Talk 4, 29 January 2007 (no material, article found w05 2/15 pp.28-31 Do You Measure Yourself Against Others?)
As soon as I saw the theme for this talk I couldn’t help myself. I instantly started thinking about how others can do more than me, have families, spiritual responsibilities and can have jobs and aren’t limited in their ministry and how my life is rubbish in comparison. So, there’s the first reason why Christians avoid competitive comparisons. It can be really depressing.
The Bible gives us an example of another set of negative emotions that come from competitive comparisons. Let’s turn to 1 Samuel 18. Whose example will we find there? Verses 6-9: “6 And it came about that at their coming in, when David returned from striking the Phi•lis´tines down, the women began coming out from all the cities of Israel with song and dances to meet Saul the king, with tambourines, with rejoicing and with lutes. 7 And the women that were celebrating kept responding and saying: “Saul has struck down his thousands, And David his tens of thousands.”8 And Saul began to be very angry, and this saying was bad from his viewpoint, so that he said: “They have given David tens of thousands, but to me they have given the thousands, and there is yet only the kingship to give him!” 9 And Saul was continually looking suspiciously at David from that day forward.
Yes, this is the example of King Saul who didn’t like it when David’s body count was bigger than his.

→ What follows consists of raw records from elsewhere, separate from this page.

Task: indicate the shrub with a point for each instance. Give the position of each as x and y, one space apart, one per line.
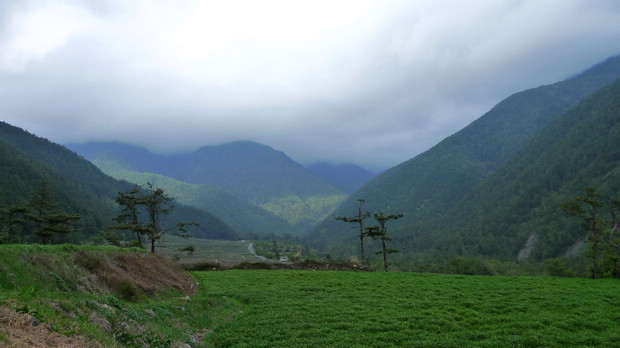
89 260
126 289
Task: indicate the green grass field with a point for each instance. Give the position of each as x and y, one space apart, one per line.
348 309
299 308
224 252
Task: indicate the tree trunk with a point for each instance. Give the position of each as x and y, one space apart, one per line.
385 265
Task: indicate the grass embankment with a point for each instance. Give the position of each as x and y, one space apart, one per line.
350 309
104 296
98 296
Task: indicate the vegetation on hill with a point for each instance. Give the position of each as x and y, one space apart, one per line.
454 200
77 186
252 172
347 178
522 198
87 295
66 295
247 220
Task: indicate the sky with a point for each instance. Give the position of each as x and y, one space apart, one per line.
368 82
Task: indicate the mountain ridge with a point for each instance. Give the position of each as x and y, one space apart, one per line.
427 186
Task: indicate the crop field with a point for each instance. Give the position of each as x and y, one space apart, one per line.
350 309
206 250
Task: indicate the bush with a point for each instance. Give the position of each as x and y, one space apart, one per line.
126 289
89 260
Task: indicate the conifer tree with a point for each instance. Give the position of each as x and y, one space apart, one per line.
587 208
154 202
47 214
128 217
380 232
359 219
13 218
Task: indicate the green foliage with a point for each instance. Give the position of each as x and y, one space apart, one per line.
470 266
240 179
487 188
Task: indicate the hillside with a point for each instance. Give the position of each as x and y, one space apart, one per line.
428 186
247 220
581 148
347 178
254 173
79 186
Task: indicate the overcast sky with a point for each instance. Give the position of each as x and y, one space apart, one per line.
369 82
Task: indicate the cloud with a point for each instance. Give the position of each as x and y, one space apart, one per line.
371 82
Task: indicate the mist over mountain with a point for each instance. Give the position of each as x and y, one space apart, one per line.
79 186
256 174
345 177
428 187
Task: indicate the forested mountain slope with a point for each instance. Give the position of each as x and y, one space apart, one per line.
427 186
521 198
77 185
247 220
253 172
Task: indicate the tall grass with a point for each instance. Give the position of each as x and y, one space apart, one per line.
346 309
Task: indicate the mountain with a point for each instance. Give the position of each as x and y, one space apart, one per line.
77 185
347 178
427 187
519 201
253 173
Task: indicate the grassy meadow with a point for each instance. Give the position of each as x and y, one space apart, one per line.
349 309
106 294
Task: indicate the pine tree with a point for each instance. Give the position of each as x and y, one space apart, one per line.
359 219
380 232
47 215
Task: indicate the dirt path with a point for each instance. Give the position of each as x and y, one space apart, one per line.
253 252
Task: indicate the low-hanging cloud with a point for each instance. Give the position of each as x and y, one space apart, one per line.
370 82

He became envious, resentful, suspicious, and displeased with David. With what result? Verses 10,11 “10 And it came about the next day that God’s bad spirit became operative upon Saul, so that he behaved like a prophet within the house, while David was playing music with his hand, as in former days; and the spear was in Saul’s hand. 11 And Saul proceeded to hurl the spear and say: “I will pin David even to the wall!” but David turned aside from before him, twice.”
Saul’s competitive comparison led him to attempted murder, and he fell out of Jehovah’s favour.

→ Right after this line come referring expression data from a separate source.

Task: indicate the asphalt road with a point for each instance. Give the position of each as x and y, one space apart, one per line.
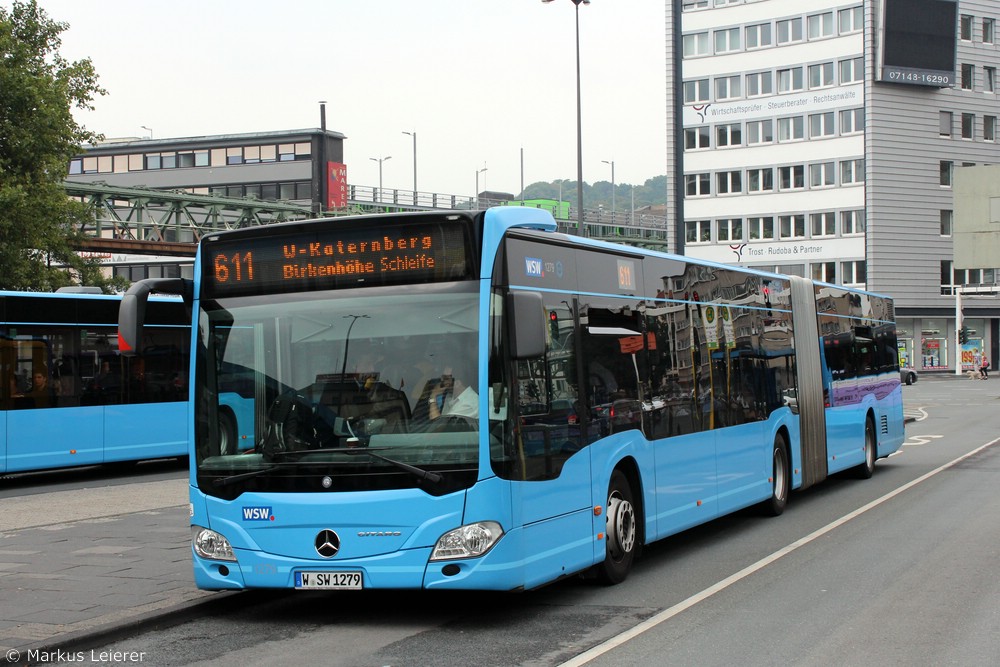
896 570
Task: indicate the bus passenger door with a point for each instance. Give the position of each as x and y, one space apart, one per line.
551 489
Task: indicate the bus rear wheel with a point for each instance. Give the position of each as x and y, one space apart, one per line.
867 469
781 478
621 533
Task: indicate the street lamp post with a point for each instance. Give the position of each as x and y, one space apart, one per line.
581 229
612 163
380 160
478 171
414 135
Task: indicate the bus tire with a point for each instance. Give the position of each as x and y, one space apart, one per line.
621 535
867 469
781 478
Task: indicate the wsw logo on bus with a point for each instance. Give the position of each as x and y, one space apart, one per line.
258 514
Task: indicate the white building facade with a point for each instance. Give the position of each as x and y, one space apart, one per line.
798 154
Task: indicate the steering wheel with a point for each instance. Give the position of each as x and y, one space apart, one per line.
290 425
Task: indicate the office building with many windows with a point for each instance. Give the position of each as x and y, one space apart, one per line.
822 139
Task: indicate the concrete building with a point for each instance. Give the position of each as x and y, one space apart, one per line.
299 166
822 139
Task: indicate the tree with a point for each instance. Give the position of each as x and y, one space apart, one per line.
38 136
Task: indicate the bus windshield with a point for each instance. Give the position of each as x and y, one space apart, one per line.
355 390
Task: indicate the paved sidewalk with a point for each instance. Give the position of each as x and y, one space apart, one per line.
73 563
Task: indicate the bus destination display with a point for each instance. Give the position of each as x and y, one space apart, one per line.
335 258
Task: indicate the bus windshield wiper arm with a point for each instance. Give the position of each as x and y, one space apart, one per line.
432 477
226 481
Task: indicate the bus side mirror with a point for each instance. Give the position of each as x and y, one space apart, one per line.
132 311
526 317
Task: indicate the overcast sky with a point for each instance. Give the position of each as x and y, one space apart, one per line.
478 80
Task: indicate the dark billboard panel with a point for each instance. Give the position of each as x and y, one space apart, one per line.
918 42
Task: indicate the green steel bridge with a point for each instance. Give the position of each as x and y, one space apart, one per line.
147 221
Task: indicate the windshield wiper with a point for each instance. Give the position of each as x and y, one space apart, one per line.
420 473
226 481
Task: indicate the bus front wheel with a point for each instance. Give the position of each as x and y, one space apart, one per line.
621 533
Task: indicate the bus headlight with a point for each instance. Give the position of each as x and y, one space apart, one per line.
210 544
468 541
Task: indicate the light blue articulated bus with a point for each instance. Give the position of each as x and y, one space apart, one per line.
472 400
68 398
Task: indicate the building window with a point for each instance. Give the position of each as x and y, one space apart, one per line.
852 223
696 137
947 284
696 44
791 177
790 80
789 30
825 271
946 168
821 125
758 35
727 87
760 180
852 171
968 126
759 83
965 27
823 224
760 132
792 226
729 229
945 121
852 121
696 91
728 135
698 184
729 182
851 20
852 70
853 273
968 73
820 25
822 174
760 229
727 40
821 75
947 219
791 128
697 231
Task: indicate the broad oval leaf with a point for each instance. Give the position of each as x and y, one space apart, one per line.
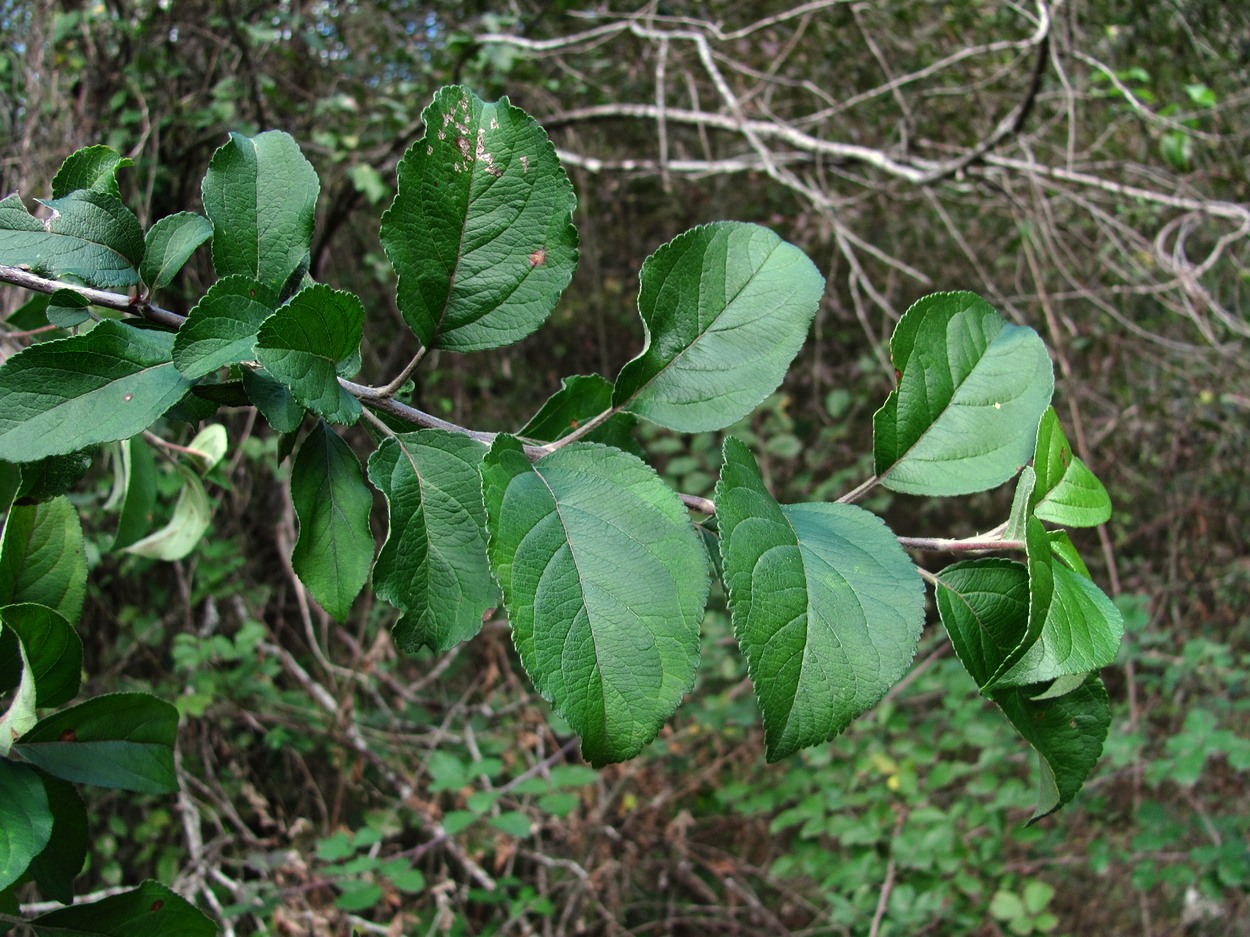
93 168
433 566
221 327
303 344
169 244
110 384
1065 492
331 501
1066 731
120 740
825 604
481 228
90 236
186 525
260 195
149 910
54 651
43 559
725 307
604 580
971 391
25 820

Those who competitively compare themselves cannot be content until they feel they are better than others and, even then, relationships with such ones can be tense and their attitude can easily make others feel inferior. Love identifies true Christians, not competitive achievements.
Remember the theme? Why Christians Avoid Competitive Comparisons. I think we’ve answered that but does this mean that there is such a thing as a non-competitive comparison, a positive comparison?

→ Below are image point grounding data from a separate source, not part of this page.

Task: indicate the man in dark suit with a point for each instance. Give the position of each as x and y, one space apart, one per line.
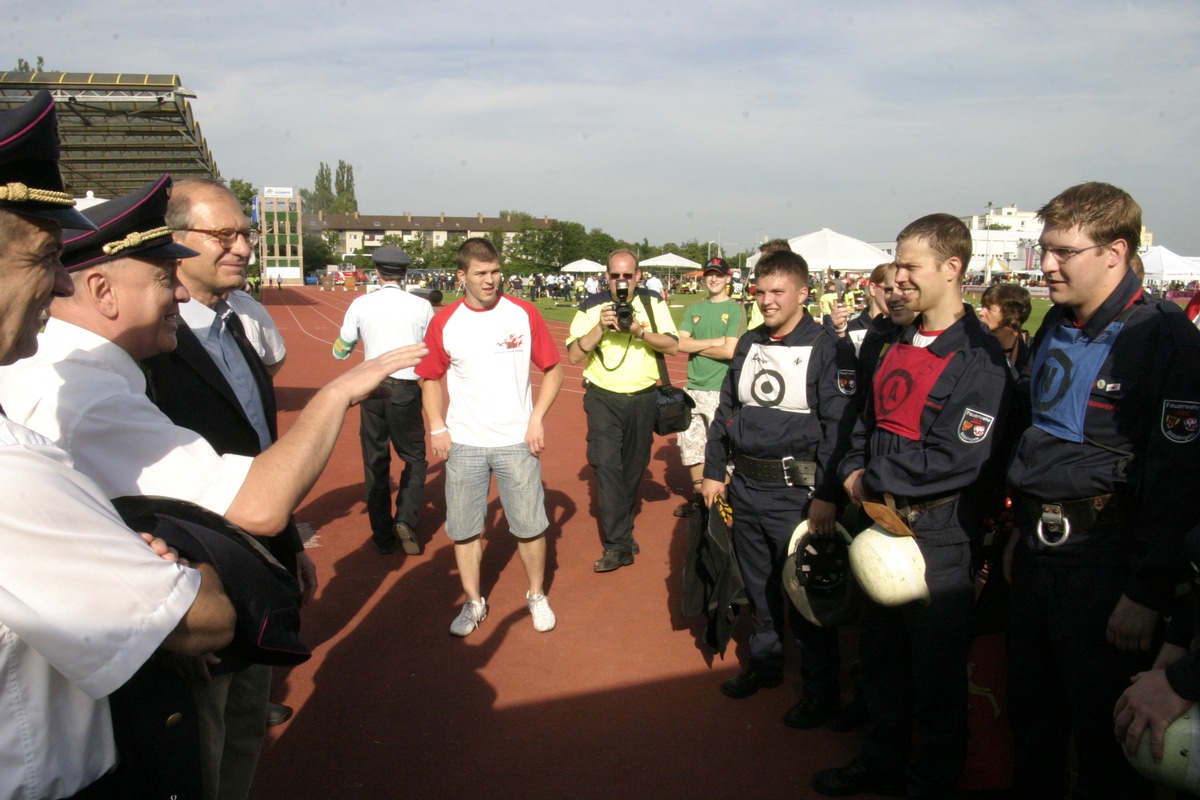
215 384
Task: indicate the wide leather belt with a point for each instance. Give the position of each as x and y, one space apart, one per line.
1057 521
787 470
912 507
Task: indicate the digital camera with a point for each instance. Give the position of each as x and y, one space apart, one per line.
624 311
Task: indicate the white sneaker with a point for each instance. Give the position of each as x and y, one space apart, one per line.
468 619
543 615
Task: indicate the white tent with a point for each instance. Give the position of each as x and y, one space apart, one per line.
670 262
583 265
1163 266
829 250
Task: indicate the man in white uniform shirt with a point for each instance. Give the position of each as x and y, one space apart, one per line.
486 342
382 320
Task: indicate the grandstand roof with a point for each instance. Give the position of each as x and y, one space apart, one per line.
119 131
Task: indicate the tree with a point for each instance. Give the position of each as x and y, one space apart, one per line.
245 193
600 245
343 187
317 252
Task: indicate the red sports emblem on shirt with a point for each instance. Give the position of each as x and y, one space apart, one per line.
975 426
1181 420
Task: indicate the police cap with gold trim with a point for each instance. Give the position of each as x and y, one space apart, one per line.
131 226
30 182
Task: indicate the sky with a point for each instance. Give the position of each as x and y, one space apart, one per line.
675 120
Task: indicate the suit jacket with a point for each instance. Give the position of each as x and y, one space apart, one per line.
190 389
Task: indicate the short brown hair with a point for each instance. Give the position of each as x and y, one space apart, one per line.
1013 301
477 248
784 262
183 196
774 246
946 235
1102 211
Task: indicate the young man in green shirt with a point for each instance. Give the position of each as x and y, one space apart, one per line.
708 334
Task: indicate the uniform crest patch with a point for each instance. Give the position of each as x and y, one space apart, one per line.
1181 420
975 426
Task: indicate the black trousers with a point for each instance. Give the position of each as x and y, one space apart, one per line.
621 431
765 517
1065 678
394 421
915 677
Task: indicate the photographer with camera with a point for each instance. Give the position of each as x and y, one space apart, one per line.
613 335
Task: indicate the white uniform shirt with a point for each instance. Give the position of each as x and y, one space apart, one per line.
88 396
384 320
83 605
261 330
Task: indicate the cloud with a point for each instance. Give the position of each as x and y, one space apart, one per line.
678 120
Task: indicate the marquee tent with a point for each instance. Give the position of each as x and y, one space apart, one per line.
583 265
829 250
1163 266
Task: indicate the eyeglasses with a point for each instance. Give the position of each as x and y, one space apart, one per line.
1062 254
228 236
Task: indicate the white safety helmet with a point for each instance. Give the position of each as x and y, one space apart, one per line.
888 567
1180 768
817 578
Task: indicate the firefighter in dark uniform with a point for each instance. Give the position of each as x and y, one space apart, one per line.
784 419
927 432
1103 485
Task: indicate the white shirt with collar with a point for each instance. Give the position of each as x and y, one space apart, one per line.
209 329
384 320
84 602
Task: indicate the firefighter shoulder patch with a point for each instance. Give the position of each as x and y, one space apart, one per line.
1181 420
975 426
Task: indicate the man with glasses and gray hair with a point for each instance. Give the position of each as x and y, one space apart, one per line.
613 335
84 391
1102 483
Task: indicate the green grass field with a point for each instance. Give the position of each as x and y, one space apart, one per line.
562 311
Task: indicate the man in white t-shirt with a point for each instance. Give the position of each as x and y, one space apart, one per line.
383 320
486 342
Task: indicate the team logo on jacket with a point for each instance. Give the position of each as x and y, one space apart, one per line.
975 426
1181 420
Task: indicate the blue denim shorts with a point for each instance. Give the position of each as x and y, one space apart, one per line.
519 479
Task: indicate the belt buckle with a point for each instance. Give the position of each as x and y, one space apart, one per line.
1053 521
787 461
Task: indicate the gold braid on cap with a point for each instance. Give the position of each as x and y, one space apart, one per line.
133 240
22 193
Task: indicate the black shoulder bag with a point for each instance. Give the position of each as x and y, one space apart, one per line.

Ephesians 5:1 ”Therefore, become imitators of God, as beloved children”
Compare ourselves to God? Surely that would be the most depressing comparison. No. Comparisons are most often made between people who resemble one another: same sex, similar age and social level, someone we know. When we compare ourselves to Jehovah it isn’t a competitive comparison because we don’t naturally consider him our potential equal.
Therefore, we can see his perfect qualities of love, warmth, empathy, and humility and we can strive to imitate them. We can measure ourselves against his qualities, purposes and ways of doing things. The same also applies to the perfect example shown by Jesus Christ.
Now, this comparison can enrich our lives, providing positive and unerring guidance, and can help us to attain the stature of mature Christians. If we concentrate on doing our best to imitate their perfect example, this will surely help us to avoid competitive comparisons.